John 4:21-24   21 “Woman,” Jesus replied, “believe me, a time is coming when you will worship the Father neither on this mountain nor in Jerusalem. 22 You Samaritans worship what you do not know; we worship what we do know, for salvation is from the Jews. 23 Yet a time is coming and has now come when the true worshipers will worship the Father in the Spirit and in truth, for they are the kind of worshipers the Father seeks. 24 God is spirit, and his worshipers must worship in the Spirit and in truth.”

Worship is unearthly.  Worship is beyond what my eyes see and ears can hear.  Whether in hardship or wealth, beyond illness and health, alone or before a crowd, worship focuses not on us, but on the God who is infinitely greater than us and deserves adoration.  It focuses on unwavering Truth, it requires the essence of our being, our soul, beyond our human distractions.  Through forgetting ourselves we move on to remember Truth, ground that is so solid that our worries and distractions are blown away as loose, fine sand.  It frees us to make ourselves fools in the eyes of men 1 Corinthians 1:18: "For the message of the cross is foolishness to those who are perishing, but to us who are being saved it is the power of God." because worship is an act (in any gift be it music, art, craft, or labor of heart, mind and hands) that holds meaning well beyond our own small lives.  None of this comes without the hand of God on our minds and hearts.
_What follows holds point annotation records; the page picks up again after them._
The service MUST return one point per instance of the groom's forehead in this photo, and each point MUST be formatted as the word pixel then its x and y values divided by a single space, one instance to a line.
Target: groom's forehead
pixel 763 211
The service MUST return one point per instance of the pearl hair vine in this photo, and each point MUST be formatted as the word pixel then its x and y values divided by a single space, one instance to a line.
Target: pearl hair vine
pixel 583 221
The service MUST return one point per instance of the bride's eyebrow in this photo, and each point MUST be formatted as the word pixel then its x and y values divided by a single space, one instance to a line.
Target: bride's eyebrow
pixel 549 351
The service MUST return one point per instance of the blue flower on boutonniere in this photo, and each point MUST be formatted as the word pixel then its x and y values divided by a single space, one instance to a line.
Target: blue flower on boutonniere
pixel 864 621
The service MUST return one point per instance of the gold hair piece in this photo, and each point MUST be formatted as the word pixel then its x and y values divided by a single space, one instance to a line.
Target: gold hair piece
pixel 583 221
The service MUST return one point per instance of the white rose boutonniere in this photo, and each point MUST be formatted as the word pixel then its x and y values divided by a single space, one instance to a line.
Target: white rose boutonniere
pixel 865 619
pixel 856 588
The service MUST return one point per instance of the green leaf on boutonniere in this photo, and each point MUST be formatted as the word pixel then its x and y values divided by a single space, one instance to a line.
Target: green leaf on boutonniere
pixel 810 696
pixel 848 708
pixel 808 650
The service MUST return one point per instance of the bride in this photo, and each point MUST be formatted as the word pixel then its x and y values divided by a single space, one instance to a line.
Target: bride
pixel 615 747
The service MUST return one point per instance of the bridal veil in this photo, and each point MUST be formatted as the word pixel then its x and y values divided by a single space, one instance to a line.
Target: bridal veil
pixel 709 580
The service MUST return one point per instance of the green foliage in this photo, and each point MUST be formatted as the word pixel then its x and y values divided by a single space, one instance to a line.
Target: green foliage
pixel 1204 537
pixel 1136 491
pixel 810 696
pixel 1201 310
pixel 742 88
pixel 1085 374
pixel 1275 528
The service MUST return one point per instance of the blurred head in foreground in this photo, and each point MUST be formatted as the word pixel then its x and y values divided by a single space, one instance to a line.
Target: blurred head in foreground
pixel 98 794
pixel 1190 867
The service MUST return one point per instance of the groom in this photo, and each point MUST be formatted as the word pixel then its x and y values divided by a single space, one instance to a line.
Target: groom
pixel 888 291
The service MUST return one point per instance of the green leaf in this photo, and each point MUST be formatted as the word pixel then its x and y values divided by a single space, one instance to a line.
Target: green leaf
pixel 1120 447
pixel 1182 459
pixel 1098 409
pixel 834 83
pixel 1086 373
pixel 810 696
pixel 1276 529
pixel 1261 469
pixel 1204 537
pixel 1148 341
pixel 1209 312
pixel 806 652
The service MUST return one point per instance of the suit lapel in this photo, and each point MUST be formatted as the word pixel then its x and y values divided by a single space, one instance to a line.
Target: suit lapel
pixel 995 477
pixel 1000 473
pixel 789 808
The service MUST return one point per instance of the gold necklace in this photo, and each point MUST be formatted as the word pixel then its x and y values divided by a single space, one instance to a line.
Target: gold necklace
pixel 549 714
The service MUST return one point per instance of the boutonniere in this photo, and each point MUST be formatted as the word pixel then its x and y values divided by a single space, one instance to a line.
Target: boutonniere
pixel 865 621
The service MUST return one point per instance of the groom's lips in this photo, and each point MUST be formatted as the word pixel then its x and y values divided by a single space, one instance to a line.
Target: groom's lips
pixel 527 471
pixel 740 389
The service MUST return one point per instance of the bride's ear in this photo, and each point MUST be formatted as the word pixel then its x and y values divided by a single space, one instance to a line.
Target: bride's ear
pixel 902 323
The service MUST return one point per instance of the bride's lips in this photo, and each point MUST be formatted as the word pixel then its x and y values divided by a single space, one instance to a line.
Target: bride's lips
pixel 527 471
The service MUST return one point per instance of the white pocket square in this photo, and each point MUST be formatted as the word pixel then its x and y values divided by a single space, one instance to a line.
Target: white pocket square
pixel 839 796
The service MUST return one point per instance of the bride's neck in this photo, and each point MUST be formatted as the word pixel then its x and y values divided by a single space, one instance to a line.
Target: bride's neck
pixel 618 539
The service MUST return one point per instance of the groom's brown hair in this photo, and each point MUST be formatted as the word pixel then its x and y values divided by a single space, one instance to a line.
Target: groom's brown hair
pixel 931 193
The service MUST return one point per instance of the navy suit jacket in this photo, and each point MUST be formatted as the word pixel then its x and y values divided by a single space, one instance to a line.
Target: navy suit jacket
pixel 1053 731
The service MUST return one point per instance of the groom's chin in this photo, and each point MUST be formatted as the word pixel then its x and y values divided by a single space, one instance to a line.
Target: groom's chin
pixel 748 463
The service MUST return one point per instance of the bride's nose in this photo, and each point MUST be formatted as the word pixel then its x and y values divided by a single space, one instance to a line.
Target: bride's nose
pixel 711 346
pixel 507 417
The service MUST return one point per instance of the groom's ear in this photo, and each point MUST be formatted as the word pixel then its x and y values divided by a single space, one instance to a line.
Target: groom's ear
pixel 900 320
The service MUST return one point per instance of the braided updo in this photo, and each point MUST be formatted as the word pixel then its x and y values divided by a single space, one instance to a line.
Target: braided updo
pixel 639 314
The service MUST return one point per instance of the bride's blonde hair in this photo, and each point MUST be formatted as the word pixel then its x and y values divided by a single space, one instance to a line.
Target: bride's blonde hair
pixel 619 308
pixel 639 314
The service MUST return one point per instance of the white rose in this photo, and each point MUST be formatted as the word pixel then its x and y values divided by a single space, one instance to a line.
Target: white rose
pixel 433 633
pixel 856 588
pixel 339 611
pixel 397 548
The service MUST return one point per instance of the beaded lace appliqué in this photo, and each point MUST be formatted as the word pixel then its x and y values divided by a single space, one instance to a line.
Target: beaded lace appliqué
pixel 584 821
Still, no man is an island. We are a body of Christ;  I can't help but remember the young crowd with such a warm feeling.  For a long time that mud and that crowd was all I could remember.  Teenagers are always on the receiving end of harsh judgements, but the truth is there was worship, and kindness (unarguably true kindness), even should it be muddy and young and obnoxious by most social standards at times.  I left Illinois smiling and dreaming of the people and the mud and the lake and the sudden, unexpected kindness and warmth more than I remember the "awesome on stage experience" I had.  I am grateful that sometimes people are just lovely even in a mob, I'm sure the love of Christ helps.

Instinctively, I tried to forget that moment of fear and expand the memories of the mud and the kind crowd.  Willfully, I am now hanging on to that moment of weak offering on stage in order to remember that whatever I offer never belonged to me in the first place.  It is so much easier to give that way.